Le Docteur Cayer (45) rapporte dans son Histoire de la Paix, que cette bonne Reyne entendant dans l'Eglise de Mantes chanter l'Exaudiat, se ressouvenant que le Roy son mary le faisoit dire tous les jours à la Messe, ses douleurs se renouvellerent si violemment qu'elle fut tenue pour morte, les Seigneurs et les Princes, et le Roy mesme l'assisterent en cette foiblesse. Depuis elle se retira à Chenonceaux et à Moulins, où elle mena plustost une vie de Dame privée que de Reyne, et de Religieuse que de veuve, comme j'ay rapporté cy-dessus, quand j'ay parlé de la devotion de cette Heroïne, qui ayant durant la rigueur de l'hyver visité fort souvent les Eglises, les Hospitaux, et les Monasteres, et maceré son corps tendre et delicat par jeusnes et par veilles durant les douze années de sa viduité, comme elle avoit fait du vivant du Roy son mary, tomba malade à Moulins le 3. jour de Decembre de l'an 1600. (qui arrivoit cette année là le premier Dimanche de l'Advent) elle fut de bon matin au Monastere de sainte Claire, où aprés avoir communié et passé la matinée jusques à trois heures aprés midy, elle alla entendre la Predication du Reverend Pere Thomas d'Avignon, Religieux de l'Ordre des Capucins, en l'Eglise de Nostre-Da-[150]me, nonobstant le mauvais temps qu'il fit, et tres-contraire à sa santé. Durant le Sermon elle se sentit fort incommodée, et au sortir de l'Eglise elle s'en alla mettre au lit, une colique l'ayant saisie, qu'elle supporta avec une si grande constance, qu'on ne l'a jamais ouïe se plaindre durant sa maladie, ou proferer la moindre parole d'impatience; mais rapporter tout ce qui luy survenoit à la volonté de Dieu, qui la visitoit, agreant tout ce qui luy plaisoit d'envoyer, avec desir d'en endurer davantage pour son amour si c'estoit sa volonté, se jettant entre les bras de JESUS crucifié.

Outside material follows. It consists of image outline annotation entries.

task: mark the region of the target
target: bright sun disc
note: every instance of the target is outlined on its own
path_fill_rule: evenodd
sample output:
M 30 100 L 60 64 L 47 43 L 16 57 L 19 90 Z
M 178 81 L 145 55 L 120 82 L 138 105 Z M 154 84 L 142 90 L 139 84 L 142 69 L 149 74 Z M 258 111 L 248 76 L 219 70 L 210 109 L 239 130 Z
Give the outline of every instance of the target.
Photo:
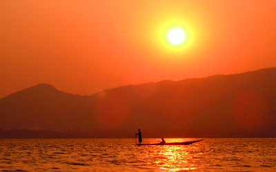
M 168 39 L 173 44 L 181 43 L 184 40 L 184 32 L 181 29 L 171 30 L 168 34 Z

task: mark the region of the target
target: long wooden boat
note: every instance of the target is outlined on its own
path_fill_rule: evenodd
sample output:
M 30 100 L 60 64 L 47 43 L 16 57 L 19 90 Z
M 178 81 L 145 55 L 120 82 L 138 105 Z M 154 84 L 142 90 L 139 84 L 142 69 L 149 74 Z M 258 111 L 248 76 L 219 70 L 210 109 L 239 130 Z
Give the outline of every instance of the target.
M 189 142 L 166 142 L 165 144 L 161 143 L 152 143 L 152 144 L 137 144 L 138 146 L 143 146 L 143 145 L 188 145 L 195 142 L 198 142 L 202 141 L 202 140 L 195 140 L 195 141 L 189 141 Z

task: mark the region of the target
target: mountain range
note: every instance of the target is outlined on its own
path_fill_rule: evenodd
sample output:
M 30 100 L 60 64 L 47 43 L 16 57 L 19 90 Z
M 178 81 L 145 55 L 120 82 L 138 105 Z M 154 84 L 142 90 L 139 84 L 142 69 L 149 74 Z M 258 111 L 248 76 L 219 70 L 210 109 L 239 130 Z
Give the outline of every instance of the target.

Elle demeura en cet estat là depuis le premier Dimanche de l'Advent, jusques aprés la feste des Roys; durant ce temps là elle fit prescher ce Pere Capucin trois fois la semaine devant sa Majesté, auquel souvent aprés la Predication elle dit ces belles paroles: Helas (mon Pere) Dieu me feroit-il pas une grande grace, s'il luy plaisoit par sa bonté de m'appeller à soy, il y a si long temps que je languis; toutesfois si c'est pour son honneur et sa gloire que je demeure en cet estat, sa volonté soit faite.

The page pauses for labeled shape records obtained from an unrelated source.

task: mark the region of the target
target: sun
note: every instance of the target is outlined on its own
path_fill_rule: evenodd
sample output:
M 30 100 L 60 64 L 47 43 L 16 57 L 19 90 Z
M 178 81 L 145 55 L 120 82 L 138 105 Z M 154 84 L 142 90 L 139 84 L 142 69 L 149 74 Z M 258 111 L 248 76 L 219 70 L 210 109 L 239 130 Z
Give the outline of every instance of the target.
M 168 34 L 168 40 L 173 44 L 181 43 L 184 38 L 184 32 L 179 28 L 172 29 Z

Ce Pere prenant congé de sa Majesté pour aller à Orleans gagner le Jubilé, et de là à Paris jusques au Caresme, elle le pria de demeurer auprés d'elle jusques à la feste de la Purification de la Vierge, et de differer son voyage de Paris jusques aprés Pasques, comme si elle eust preveu l'accident qui luy arriva le lendemain 12. de Janvier sur les onze heures du matin d'une foiblesse de coeur si étrange, qu'un chacun la jugea morte, ayant perdu le sens et la parole: et parce qu'il n'y avoit pas long temps qu'elle s'estoit confessée et communiée; ce Religieux la voyant en cet estat, luy demanda si elle ne vouloit pas recevoir l'Extréme-Onction, et que ne pouvant parler elle en fit un signe exterieur, sa Majesté fit signe de la teste, et depuis pour un acte exterieur de contrition, elle joignit les mains d'elle-méme le mieux qu'elle pût, quand on luy donna ce dernier des Sacremens, et estendit sa main avec une gayeté de coeur nompareille pour recevoir les saintes Huiles.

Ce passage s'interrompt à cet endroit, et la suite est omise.